Distanza tra processo ciliare e processo ciliare (CCD)
Utilizzando scansioni panoramiche, è stata misurata la distanza tra l'apice ciliare più interno su un lato e l'apice corrispondente sul lato opposto.

Architettura del bordo dello spessore del corpo ciliare
Sono state valutate scansioni del quadrante radiale per identificare il sperone sclerale e i confini del corpo ciliare. Nelle regioni colpite dall'ombreggiamento acustico, le misurazioni sono state riferite all'interfaccia tra il tessuto muscolare ciliare iporiflettente e la parete sclerale interna iperriflettente.

Parametri dello spessore del corpo ciliare
CBT0 è stata definita come la distanza perpendicolare dallo sperone sclerale al bordo uveale interno. CBT1000 è stata misurata in una posizione 1000 μm a posteriori allo sperone sclerale lungo la parete sclerale interna, con uno spessore determinato perpendicolarmente alla superficie sclerale. CBTmax è stata definita come lo spessore massimo del corpo ciliare adiacente all'apice del processo ciliare, misurato perpendicolarmente alla superficie sclerale esterna.

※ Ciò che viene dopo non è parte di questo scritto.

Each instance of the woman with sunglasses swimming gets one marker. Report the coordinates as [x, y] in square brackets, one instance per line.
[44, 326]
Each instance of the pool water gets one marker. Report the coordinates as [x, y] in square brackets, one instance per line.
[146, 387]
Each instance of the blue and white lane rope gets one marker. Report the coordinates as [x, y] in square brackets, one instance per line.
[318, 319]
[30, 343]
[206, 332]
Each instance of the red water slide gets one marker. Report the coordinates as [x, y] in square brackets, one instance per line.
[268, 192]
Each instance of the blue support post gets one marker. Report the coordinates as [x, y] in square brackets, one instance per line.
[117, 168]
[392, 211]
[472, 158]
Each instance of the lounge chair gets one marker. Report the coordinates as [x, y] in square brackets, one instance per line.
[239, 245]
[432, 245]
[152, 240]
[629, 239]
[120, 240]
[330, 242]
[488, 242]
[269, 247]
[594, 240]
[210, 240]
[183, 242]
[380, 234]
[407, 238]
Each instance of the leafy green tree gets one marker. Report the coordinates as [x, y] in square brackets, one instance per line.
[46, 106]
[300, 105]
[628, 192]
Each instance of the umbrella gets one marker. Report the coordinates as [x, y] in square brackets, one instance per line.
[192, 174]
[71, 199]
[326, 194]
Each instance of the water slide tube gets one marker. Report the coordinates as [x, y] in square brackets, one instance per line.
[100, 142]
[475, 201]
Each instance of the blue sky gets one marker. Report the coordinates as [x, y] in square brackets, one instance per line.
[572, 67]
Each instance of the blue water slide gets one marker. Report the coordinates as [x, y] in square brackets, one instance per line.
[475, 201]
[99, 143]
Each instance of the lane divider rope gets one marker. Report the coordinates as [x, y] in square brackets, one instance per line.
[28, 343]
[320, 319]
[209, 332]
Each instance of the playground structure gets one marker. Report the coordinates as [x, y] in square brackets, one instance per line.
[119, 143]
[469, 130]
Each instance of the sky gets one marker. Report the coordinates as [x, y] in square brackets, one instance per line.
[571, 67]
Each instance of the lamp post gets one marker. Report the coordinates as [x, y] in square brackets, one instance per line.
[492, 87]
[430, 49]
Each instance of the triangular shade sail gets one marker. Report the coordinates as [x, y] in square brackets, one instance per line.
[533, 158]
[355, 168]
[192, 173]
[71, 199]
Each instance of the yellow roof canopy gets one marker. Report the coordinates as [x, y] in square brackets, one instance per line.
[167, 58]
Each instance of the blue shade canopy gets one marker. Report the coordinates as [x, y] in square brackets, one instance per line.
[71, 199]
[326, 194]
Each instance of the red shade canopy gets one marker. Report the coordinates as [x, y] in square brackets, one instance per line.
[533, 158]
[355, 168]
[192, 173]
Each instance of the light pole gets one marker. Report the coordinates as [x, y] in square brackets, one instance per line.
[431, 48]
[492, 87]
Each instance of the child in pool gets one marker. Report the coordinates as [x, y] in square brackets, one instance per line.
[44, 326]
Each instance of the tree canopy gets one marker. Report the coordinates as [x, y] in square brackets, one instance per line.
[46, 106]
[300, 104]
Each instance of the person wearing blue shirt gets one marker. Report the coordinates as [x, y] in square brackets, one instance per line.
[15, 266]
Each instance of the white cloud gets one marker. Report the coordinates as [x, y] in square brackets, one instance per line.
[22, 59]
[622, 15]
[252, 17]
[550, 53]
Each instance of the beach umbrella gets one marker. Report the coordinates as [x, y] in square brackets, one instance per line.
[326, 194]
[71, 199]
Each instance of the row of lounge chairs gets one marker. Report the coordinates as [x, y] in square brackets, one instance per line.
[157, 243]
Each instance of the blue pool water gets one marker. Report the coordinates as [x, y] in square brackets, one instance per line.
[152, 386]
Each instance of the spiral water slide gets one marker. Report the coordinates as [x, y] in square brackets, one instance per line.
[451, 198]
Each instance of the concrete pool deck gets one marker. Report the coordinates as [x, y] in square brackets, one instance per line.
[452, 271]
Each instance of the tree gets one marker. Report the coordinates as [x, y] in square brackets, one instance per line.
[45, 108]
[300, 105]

Posizionamento anteriore del corpo ciliare (APCB)
Una linea di riferimento perpendicolare alla parete sclerale interna fu stabilita sullo sperone sclerale. L'APCB è stata misurata come la distanza perpendicolare dall'apice del processo ciliare più anteriore a questa linea di riferimento.

Angolo del processo trabecolare–ciliare (TCPA)
Lo sperone sclerale fungeva da vertice dell'angolo. Un braccio si estendeva lungo il bordo interno della rete trabecolare, mentre il secondo braccio si estendeva lungo la superficie anteriore del processo ciliare. L'angolo risultante veniva registrato in gradi.

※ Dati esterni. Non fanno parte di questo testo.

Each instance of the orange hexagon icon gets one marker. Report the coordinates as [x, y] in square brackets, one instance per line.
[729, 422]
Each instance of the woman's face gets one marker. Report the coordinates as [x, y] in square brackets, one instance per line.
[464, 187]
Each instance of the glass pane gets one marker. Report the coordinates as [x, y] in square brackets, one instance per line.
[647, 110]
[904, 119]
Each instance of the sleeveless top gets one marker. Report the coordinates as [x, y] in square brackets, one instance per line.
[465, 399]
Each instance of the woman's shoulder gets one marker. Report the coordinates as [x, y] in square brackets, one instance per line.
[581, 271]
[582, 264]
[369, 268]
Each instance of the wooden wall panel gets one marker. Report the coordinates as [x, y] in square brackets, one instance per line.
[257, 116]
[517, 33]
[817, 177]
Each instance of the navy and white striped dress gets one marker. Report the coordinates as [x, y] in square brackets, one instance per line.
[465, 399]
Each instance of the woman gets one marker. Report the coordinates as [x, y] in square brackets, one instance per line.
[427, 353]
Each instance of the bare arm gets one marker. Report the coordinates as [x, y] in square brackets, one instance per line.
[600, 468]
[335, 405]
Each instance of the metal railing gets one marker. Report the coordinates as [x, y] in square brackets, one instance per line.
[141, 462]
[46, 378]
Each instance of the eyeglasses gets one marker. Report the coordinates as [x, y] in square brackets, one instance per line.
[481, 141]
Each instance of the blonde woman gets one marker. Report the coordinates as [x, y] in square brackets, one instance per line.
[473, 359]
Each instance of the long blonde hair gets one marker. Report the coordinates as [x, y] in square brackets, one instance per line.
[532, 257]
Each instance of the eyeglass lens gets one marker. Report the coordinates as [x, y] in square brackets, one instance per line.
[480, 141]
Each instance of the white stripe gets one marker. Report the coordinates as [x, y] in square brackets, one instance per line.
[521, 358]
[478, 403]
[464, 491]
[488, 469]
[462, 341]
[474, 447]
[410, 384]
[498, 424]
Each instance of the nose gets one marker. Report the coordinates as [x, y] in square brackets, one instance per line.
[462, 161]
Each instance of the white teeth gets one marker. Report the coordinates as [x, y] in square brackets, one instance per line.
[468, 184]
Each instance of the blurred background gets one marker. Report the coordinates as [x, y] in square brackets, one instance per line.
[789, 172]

Distanza Cilio-Lenticolare simulata (sCLD)
Fu stabilita una retta tangente virtuale che attraversava lo sperone sclerale e era orientata parallelamente alla superficie sclerale esterna. Sono state misurate la distanza minima dall'apice del processo ciliare a questa retta tangente e la distanza minima dalla capsula del cristallino anteriore alla stessa linea tangente. La differenza tra queste misurazioni è stata registrata, mantenendo valori negativi quando il processo ciliare si estendeva anteriormente oltre il piano del cristallo.

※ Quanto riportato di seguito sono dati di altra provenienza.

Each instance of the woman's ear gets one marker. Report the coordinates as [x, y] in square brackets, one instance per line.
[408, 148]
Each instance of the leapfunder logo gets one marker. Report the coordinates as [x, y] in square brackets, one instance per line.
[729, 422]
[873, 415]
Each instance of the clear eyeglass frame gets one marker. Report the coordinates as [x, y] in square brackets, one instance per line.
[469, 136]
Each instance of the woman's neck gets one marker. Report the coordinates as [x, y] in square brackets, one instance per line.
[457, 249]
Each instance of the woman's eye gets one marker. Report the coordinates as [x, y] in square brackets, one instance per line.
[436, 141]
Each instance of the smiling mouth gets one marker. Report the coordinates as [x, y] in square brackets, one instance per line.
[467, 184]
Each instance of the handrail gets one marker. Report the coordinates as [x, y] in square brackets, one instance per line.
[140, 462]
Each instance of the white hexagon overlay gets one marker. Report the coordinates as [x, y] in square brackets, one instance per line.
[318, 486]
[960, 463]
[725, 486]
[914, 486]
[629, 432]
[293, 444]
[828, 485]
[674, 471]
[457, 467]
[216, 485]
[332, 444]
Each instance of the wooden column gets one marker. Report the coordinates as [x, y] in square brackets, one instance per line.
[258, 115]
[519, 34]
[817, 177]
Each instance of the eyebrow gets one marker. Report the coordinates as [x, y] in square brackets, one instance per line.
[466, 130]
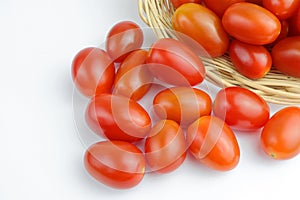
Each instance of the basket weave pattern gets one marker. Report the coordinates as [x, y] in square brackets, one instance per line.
[275, 87]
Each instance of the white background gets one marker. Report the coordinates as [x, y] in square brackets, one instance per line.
[40, 151]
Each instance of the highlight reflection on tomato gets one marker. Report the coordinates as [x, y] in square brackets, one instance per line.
[241, 108]
[165, 148]
[123, 38]
[202, 25]
[133, 78]
[251, 23]
[212, 142]
[280, 138]
[93, 71]
[175, 63]
[118, 118]
[117, 164]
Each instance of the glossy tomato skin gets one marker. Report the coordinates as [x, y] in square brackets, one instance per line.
[123, 37]
[133, 78]
[219, 6]
[177, 3]
[117, 164]
[93, 71]
[212, 142]
[241, 108]
[283, 9]
[252, 61]
[118, 118]
[286, 56]
[258, 2]
[251, 23]
[175, 63]
[202, 25]
[280, 138]
[294, 24]
[165, 147]
[182, 104]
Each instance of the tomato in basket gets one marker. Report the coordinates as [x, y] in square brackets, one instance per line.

Per i parametri ottenuti da misurazioni basate su quadranti, i valori dei quadranti superiore, nasale, inferiore e temporale sono stati mediati per generare un unico indice anatomico per ciascun occhio.

6. Flusso di lavoro di analisi statistica riproducibile

Distribuzione dei pacchetti e inizializzazione dell'ambiente
Tutte le analisi computazionali e statistiche sono state effettuate nell'ambiente R (versione 4.5.1). Il flusso di lavoro analitico incorporava la suite tidyverse, inclusi il pacchetto ggplot2 per la visualizzazione dei dati, il pacchetto statistico per la modellazione statistica e il pacchetto factoextra per la visualizzazione dell'analisi dei componenti principali. Per tutti i test statistici è stato adottato un livello di significanza di α = 0,05.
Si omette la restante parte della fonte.